December 12, 2007

Parents Treated Best Children's Book Store In Nation, Now Closed, Like Fair-To-Middlin' Library

Oops, I didn't know that "the most outstanding children's bookstore in the nation" was in Washington DC. Old Town Alexandria, actually, where a book-passionate couple with no business sense threw popular events, gave away books at storytime, had Harry Potter street fairs for thousands of kids--while ordering just 300 copies of the last book, didn't want to take a chance on an unknown quantity--and basically did everything but figure out how to get the party-throwing, online-shopping, discount-chasing, merch-mangling yuppies who filled the store to actually buy some books.

RIP, store I'd never heard of.

For Children's Bookstore, an Unhappy End [washpost]
DC Parents Let Children's Bookstore Die Out[galleycat]

3 Comments

This bookstore was an institution in that neighborhood. I'd been there several times but this was the first time I had heard that it had closed. It sounds like the new owners took a business that had been successful and profitable for more than 20 years and ran it into the ground. But she seems to blame the community rather than herself for that.

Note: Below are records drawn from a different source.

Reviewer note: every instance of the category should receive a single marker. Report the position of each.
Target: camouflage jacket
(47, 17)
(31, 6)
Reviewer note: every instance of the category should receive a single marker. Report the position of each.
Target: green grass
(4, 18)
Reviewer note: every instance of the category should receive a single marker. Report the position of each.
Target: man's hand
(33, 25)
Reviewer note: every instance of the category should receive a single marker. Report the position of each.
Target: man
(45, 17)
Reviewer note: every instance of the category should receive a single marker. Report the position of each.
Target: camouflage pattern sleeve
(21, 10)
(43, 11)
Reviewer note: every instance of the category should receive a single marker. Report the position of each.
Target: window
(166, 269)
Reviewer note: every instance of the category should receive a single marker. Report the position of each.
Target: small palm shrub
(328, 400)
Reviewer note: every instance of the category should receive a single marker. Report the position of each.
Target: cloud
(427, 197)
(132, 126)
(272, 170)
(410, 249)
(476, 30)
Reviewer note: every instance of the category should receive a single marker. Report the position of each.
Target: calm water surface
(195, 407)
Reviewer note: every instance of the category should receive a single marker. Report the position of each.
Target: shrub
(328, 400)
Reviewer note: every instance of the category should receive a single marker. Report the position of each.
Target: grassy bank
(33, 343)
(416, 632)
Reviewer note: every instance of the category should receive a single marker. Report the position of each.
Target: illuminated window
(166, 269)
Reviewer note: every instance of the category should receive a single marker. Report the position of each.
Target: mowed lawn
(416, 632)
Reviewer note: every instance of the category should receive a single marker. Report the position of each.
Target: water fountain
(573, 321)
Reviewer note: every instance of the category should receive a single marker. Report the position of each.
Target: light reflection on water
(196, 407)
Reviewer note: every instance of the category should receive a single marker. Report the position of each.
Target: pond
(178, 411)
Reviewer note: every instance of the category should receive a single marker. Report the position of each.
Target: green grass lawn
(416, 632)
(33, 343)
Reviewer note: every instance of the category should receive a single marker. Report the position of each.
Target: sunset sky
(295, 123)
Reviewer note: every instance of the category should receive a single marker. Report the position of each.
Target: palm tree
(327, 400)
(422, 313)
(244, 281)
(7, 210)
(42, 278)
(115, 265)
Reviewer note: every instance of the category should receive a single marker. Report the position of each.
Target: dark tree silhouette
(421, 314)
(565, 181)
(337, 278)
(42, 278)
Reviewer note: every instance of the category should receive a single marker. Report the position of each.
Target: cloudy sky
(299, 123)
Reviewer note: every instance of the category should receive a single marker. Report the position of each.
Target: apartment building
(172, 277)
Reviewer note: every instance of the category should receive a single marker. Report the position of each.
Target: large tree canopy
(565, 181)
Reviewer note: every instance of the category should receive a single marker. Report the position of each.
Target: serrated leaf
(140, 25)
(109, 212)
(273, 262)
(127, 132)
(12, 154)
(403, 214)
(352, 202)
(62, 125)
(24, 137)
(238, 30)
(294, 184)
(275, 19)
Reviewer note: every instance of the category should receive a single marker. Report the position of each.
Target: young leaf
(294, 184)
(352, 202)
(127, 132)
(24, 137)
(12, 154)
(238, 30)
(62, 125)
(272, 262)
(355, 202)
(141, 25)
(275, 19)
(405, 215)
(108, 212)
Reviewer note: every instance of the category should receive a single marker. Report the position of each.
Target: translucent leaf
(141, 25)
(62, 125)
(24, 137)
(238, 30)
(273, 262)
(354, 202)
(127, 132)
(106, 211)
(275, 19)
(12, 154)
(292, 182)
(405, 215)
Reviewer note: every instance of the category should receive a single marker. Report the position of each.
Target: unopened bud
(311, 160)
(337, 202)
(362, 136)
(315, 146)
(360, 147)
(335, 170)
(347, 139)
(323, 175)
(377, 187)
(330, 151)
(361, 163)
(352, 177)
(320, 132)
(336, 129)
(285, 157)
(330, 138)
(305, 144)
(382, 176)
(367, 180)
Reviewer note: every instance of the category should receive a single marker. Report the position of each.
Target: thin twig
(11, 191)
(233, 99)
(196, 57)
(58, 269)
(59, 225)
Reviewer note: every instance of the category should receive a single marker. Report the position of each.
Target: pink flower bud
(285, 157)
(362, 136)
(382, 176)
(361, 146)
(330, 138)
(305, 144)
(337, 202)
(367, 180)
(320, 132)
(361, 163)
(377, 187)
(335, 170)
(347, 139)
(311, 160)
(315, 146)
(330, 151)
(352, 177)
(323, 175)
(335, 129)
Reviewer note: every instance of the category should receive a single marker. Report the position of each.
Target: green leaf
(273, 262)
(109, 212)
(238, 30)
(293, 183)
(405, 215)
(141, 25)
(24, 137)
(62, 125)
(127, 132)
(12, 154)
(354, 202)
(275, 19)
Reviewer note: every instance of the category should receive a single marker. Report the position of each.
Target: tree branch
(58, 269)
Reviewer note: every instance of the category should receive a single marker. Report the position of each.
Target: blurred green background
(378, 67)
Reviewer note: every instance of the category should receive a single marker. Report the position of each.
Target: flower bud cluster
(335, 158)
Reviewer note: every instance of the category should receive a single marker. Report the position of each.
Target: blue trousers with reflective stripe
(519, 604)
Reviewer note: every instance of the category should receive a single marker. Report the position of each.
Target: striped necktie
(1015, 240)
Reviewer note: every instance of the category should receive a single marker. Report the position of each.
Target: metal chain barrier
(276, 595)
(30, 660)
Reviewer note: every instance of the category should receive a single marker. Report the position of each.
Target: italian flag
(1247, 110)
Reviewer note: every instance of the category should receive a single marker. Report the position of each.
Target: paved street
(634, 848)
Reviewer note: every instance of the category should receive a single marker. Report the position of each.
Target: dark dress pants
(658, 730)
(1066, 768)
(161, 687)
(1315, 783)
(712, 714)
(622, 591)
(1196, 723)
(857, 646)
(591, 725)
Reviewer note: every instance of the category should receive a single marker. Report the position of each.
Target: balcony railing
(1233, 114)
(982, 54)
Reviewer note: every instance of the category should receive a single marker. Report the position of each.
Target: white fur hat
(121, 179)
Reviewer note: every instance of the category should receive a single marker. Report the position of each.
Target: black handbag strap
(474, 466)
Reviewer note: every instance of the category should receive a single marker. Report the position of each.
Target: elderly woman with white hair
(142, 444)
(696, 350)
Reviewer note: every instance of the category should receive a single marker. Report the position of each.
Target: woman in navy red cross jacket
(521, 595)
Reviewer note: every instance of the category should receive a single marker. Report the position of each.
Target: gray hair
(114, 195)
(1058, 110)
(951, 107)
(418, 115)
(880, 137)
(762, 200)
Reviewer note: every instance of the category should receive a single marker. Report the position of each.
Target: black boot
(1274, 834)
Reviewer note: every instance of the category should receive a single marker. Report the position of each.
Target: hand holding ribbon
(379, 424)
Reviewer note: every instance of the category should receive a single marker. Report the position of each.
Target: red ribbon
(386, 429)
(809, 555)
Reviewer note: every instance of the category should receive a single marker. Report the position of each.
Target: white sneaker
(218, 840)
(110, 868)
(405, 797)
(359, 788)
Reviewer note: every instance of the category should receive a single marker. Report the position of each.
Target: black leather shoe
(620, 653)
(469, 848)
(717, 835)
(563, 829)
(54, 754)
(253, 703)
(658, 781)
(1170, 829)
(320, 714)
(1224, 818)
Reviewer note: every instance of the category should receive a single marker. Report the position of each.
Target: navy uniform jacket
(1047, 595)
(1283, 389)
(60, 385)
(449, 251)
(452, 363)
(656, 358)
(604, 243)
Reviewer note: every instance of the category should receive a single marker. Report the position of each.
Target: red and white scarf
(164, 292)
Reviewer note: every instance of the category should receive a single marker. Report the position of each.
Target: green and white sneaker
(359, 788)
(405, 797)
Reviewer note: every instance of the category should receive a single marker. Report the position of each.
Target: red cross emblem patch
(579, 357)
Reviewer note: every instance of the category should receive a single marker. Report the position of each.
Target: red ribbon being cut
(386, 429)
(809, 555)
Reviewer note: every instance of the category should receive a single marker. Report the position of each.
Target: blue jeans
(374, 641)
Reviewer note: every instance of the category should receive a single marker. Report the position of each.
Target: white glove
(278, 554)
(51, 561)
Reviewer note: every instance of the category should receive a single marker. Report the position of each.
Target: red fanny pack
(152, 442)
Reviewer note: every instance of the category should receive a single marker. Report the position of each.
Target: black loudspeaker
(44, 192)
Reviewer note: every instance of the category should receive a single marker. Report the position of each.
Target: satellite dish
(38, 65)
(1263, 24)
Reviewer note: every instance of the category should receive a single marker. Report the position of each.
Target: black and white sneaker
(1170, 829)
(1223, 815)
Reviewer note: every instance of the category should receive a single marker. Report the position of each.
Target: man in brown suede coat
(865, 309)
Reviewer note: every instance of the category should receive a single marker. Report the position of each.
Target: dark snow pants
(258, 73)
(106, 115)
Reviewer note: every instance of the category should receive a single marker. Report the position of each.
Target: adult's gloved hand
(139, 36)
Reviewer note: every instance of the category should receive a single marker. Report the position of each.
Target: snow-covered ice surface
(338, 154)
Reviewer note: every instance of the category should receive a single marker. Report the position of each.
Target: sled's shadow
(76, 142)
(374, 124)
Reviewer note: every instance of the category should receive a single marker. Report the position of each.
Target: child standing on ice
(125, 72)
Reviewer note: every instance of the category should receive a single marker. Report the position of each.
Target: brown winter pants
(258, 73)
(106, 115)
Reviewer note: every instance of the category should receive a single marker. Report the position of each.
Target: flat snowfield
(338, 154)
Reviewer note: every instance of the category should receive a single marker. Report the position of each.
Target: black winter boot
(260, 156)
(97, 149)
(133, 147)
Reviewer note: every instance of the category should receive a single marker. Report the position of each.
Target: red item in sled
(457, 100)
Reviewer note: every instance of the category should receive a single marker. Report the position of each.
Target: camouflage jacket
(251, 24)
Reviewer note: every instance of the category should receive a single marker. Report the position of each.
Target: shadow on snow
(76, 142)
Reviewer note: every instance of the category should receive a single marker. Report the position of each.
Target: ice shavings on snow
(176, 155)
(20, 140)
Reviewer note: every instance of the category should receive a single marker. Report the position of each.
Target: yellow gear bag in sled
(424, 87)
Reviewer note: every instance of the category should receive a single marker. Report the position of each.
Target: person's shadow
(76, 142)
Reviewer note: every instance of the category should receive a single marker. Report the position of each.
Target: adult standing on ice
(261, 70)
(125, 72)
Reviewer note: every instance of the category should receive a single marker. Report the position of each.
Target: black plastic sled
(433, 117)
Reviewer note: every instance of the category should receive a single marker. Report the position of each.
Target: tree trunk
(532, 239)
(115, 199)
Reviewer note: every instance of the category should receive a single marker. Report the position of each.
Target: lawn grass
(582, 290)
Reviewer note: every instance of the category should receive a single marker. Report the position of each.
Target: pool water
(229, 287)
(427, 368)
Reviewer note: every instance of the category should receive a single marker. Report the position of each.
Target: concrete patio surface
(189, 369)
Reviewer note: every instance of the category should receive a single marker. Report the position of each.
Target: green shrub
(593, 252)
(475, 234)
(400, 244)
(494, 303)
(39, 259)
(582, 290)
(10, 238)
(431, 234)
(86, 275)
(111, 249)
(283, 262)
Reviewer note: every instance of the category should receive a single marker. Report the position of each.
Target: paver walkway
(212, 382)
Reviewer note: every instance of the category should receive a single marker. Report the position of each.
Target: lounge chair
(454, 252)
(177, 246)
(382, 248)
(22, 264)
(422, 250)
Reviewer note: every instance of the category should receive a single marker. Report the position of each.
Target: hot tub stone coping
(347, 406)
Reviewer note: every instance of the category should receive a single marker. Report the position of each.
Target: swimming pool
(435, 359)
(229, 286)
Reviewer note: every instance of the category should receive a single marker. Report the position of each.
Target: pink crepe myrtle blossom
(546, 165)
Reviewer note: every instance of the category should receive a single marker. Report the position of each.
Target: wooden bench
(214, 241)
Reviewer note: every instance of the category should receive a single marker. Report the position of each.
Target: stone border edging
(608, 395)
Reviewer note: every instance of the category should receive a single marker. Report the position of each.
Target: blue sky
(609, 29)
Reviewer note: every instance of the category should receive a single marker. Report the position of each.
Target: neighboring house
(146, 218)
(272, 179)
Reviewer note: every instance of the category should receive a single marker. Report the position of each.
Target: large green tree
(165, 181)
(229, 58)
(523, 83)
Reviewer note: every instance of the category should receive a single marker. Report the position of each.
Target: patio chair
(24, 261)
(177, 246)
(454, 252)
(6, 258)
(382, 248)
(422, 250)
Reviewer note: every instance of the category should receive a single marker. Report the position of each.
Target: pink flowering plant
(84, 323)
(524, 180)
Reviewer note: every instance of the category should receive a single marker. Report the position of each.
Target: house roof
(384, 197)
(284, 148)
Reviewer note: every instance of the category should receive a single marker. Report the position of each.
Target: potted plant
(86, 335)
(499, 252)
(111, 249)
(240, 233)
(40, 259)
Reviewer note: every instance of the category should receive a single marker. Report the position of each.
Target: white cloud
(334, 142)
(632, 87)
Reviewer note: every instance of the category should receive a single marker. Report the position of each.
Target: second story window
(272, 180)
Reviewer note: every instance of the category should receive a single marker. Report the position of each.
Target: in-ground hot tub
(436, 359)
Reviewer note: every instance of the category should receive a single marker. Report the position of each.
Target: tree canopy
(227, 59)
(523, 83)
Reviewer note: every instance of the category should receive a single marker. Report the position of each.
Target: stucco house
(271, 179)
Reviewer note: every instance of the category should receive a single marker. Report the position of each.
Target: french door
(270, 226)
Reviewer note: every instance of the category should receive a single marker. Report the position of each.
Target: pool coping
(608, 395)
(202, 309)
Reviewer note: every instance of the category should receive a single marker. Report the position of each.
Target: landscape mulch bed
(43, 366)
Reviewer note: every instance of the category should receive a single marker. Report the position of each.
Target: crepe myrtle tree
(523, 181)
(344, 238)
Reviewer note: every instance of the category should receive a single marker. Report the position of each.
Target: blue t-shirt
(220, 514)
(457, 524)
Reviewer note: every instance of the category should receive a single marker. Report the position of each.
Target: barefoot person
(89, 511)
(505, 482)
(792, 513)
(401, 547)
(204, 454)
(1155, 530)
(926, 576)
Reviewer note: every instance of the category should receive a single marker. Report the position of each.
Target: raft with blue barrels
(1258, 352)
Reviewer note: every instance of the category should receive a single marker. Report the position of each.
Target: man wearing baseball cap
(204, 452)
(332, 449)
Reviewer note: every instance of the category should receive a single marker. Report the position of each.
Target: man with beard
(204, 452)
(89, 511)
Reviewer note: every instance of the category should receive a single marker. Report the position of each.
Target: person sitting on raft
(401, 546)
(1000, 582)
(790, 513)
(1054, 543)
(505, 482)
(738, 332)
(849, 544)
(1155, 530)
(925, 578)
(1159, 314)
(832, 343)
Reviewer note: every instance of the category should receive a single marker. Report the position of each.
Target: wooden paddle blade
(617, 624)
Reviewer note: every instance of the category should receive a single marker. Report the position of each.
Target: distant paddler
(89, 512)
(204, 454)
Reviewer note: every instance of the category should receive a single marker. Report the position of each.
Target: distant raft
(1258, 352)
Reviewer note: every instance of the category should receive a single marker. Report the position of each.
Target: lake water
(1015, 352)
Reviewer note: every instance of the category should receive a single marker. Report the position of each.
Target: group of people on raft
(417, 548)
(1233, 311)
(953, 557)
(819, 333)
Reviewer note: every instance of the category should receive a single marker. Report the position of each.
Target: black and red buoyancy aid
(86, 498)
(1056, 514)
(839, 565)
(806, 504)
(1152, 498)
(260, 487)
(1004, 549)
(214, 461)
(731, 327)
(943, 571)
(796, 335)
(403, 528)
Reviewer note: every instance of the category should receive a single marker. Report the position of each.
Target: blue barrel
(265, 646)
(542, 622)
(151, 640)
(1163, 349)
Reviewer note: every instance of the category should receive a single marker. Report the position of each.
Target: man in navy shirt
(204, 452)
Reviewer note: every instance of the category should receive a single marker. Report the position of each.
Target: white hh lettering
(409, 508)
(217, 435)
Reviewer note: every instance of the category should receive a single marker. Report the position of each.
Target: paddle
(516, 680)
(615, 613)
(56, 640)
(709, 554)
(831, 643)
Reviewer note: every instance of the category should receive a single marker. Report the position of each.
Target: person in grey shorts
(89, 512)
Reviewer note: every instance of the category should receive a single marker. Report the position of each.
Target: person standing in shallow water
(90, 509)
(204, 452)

[more like they loved it into the ground, but still. they also had no capital. -ed.]

I don't know this bookstore at all. Never even been in DC.

It is very possible that they didn't do a good job with the business and try to blame the community for it. Heck, it probably is the reason.

However, one must also admit and as noted by some of the facts in the article regarding that bookstores have low profit margin etc, as well as with the Internet becoming so readily available to everyone in the last several years, the market situation has changed drastically for bookstore owners, and many other types of retail stores.

[to their credit, I don't think the owners publicly blamed the customers/community so much as the article--and the blog posts about it *cough DT cough* did. Running a bookstore the way they did is a benefit to the community and the quality of life, but frankly, it's also something of a luxury. i.e., it doesn't make sustainable economic sense all the time. -ed.]

I liked that place. I like Old Town, and I liked having a kids bookstore in walking distance. But truth be told their selection wasn't very good; while I'm willing to make sacrifices so that I can stroll to a store rather than packing the kid into the car for a trip to the local Big Box, I can see why it would be hard for them to compete with places that actually stock a lot of books.